Dal mirador Gigi, tutto soddisfatto, dopo la pausetta, sentenzia con un fil di voce: da qui sarà tutto discesa e spiana, discesa e spiana. Voltata la curva, si palesa invece la prima di una lunga serie di rampe ripidissime per le nostre gambe. La risata che ciò mi provoca mi fa quasi svenire per la carenza di ossigeno. Ai 4400m alzo lo sguardo e noto una grossa roccia a forma di mano che fa il dito medio, e penso che oggi proprio alla Pachamama stiamo sul culo.
alpaca e vigogne con pastoressa andina che ci saluta riferendosi a noi come senorita e caballero |
Siamo esausti e abbiamo percorso neanche 40km. Cominciamo a disperare di arrivare in tempo a Imata, ma vorremmo evitare un'altra notte in tenda. Abbiamo bisogno di riposo vero e sodo. Ma qui le salite si susseguono come i grani del rosario che mi passano fra le dita, e sulle ultime siamo costretti ad camminare spingendo la bici.

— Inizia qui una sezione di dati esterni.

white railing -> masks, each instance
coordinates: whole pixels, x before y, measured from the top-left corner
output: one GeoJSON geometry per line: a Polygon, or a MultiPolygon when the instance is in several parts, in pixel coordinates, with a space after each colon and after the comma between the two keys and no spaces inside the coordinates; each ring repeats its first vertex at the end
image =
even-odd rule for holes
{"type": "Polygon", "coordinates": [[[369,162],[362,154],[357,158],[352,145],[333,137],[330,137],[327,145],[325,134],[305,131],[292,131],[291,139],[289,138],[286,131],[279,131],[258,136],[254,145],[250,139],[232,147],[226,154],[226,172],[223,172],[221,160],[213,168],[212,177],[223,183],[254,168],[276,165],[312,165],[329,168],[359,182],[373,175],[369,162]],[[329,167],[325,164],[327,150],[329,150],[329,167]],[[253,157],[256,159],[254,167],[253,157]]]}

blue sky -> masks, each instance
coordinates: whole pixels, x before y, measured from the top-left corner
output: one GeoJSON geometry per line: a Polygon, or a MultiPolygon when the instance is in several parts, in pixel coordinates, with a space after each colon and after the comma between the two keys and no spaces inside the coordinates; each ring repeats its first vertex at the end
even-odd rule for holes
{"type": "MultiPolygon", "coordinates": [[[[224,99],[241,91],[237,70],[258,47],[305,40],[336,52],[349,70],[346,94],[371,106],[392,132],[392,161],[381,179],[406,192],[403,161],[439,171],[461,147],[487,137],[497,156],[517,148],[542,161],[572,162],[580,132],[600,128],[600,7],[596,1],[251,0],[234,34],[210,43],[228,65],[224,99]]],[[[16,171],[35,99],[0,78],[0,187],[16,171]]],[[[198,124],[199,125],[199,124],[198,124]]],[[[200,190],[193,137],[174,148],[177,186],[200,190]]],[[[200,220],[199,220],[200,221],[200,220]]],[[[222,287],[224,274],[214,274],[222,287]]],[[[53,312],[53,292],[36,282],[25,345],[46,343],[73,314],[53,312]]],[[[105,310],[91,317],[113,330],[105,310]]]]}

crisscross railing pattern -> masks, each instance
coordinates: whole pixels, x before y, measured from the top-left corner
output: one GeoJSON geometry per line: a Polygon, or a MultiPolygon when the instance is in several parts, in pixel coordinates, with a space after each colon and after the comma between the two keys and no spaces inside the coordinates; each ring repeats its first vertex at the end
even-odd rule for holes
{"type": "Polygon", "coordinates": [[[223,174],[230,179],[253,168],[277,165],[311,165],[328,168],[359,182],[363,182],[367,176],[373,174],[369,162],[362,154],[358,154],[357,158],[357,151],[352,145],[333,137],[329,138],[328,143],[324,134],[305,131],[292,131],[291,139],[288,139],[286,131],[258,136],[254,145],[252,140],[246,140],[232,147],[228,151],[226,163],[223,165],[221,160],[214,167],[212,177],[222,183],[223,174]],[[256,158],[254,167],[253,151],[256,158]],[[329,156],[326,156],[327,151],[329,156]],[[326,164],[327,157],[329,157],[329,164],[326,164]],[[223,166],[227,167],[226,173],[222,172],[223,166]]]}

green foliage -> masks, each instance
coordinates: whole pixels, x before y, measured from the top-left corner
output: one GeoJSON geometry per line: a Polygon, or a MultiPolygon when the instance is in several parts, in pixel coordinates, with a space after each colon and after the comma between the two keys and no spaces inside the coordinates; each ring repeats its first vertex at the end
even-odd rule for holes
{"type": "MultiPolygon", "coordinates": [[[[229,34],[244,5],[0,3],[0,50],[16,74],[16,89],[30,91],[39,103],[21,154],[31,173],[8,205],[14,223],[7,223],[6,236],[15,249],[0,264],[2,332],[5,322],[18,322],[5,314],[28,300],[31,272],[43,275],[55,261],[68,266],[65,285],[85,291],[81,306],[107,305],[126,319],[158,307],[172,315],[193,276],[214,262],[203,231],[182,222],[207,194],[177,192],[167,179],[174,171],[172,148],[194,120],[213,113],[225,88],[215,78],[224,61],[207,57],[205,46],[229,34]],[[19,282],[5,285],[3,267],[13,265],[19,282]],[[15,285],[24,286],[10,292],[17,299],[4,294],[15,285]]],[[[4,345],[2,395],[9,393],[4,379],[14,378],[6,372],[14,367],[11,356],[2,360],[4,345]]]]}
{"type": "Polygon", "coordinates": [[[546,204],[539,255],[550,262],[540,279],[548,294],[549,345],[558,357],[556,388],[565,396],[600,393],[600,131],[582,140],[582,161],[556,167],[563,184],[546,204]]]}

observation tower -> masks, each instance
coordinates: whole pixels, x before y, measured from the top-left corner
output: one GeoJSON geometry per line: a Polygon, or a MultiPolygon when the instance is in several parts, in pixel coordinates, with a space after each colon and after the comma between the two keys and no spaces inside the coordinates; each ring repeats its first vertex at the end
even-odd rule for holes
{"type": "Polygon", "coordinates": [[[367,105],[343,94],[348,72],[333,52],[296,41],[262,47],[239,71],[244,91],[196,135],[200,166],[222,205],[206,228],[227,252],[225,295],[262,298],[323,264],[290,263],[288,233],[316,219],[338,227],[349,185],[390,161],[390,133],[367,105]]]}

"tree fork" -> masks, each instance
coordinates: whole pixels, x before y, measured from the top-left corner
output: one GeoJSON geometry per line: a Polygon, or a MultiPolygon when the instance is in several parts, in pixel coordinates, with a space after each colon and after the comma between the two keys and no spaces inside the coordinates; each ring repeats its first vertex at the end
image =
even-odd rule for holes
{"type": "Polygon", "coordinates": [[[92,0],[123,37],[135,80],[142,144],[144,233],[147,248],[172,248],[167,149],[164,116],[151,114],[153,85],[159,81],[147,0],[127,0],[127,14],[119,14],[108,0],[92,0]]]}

La svolta avviene alla stazione di Pillones, una fermata dei treni in mezzo al nulla, ma nei pressi di una cava. C'è una gentilissima signora che ci rifocilla e ci passa pure due sedie, sempre dalla finestra. Facciamo due chiacchiere e lei resta stupita della nostra impresa, e ci chiede quanta coca ci caliamo per fare tutto questo.
Ripartiamo e la musica è tutta un'altra. Ad esclusione di una minuscla salitella, davanti a noi si apre finalmente l'altiplano, e corrisponde a una definizione condivisibile di altiplano. Qualcosa che resta piano, in alto. Senza più brusche montagne russe. In più il vento si è alzato ed è perfettamente a favore. VOLIAMO.
Boschi di pietra e camelidi ci vedono passare rapidi e così la meta si avvicina in fretta. Siamo veramente cotti, arrivare è una benedizione.
Ed eccoci nella ridente Imata, o meglio, Comisaria rural di San antonio de Chuca. Con il suo arco, le sue statue alla vigogna e all'alpaca e la sua ferrovia.
Prendiamo alloggio nell'hospedaje che pare più sano, quello senza cani e senza carogne all'uscio. Scopriamo ahimè che non c'è acqua, ma pace, ci laveremo in un'altra vita. Le coperte sono spesse e calde e la sera la signora ci prepara riso e pollo alla piastra. E dalla finestra godiamo di un tramonto su queste vette che, viste da quassù, non paiono nemmeno poi così alte... Sono "colline" da 6000m!
Ora riposo: i prossimi giorni saranno ancora impegnativi e dobbiamo essere in gran forma per giungere a sua maestà il Titicaca!